I said, “No one can fix me.”
He said, “I can, but you’ll have to be brave.”
I nodded slowly. I could do brave. He led me by the hand into the bathroom and he took a towel down off of the hook on the back of the door and folded it into a long strip. He handed it to me. “Bite down on this,” he said, and helped me stand in the tub and face into the corner, to count the grid of tiles and the greenish mildew in the grout.
“Hold still and bite down,” he said, and I heard the door close behind me. Reverent fingertips on my wing, unfolding it, holding it away from my body.
“Be brave,” he said. And then he cut off my wing.
It hurt so much, I pitched forward involuntarily and cracked my head against the tile. It hurt so much I bit through two thicknesses of towel. It hurt so much my legs went to mush and I began to sit down quickly, like I was fainting.
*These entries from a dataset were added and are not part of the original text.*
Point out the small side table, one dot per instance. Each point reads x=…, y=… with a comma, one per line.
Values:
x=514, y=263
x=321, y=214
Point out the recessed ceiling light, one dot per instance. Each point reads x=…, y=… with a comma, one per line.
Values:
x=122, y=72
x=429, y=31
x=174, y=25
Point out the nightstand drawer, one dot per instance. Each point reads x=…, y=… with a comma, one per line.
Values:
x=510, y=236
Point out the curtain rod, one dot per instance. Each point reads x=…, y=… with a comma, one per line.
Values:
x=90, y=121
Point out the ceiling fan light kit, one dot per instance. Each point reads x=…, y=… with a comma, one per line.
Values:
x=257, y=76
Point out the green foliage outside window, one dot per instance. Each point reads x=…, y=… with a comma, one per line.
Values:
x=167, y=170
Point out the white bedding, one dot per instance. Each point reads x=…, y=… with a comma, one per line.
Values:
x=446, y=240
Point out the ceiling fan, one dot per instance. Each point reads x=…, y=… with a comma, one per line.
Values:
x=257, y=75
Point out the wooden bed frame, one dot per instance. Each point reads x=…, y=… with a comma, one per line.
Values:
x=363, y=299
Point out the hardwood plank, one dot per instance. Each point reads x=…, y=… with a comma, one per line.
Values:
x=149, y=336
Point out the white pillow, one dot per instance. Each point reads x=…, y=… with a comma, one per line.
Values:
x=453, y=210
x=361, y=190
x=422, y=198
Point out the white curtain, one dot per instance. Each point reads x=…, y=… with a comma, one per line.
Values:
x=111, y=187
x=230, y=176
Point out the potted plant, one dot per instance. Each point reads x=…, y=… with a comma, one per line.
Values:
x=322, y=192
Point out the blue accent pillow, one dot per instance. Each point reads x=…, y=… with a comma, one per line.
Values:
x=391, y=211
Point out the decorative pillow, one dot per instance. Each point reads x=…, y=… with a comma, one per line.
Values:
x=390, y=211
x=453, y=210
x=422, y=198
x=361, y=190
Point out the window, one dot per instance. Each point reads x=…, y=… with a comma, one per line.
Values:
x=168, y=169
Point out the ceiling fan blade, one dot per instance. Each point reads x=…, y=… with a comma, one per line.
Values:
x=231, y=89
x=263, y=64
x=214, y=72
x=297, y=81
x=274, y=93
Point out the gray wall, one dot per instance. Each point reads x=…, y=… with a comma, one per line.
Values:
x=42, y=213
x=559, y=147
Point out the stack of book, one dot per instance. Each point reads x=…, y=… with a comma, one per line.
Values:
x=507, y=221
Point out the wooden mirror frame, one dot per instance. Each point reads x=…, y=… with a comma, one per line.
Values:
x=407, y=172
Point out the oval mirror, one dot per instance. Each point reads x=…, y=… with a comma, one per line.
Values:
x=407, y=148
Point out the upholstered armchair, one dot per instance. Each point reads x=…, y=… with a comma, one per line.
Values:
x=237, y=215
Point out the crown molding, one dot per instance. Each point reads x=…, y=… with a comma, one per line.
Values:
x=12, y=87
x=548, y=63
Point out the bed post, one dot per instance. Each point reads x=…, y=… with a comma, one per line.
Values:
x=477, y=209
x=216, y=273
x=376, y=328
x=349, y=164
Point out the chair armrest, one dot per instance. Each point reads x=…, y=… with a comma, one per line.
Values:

He caught me, under my armpits, and held me up, and I felt something icy pressed to where my wing had been—I closed my eyes, but I heard the leathery thump as my wing hit the tile floor, a wet sound—and gauzy fabric was wrapped around my chest, holding the icy towel in place over the wound, once twice thrice, between my tits.
“Hold still,” he said. And he cut off the other one.
I screamed this time, because he brushed the wound he’d left the first time, but I managed to stay upright and to not crack my head on anything. I felt myself crying but couldn’t hear it, I couldn’t hear anything, nothing except a high sound in my ears like a dog whistle.
He kissed my cheek after he’d wound a second bandage, holding a second cold compress over my second wound. “You’re a very brave girl,” he said. “Come on.”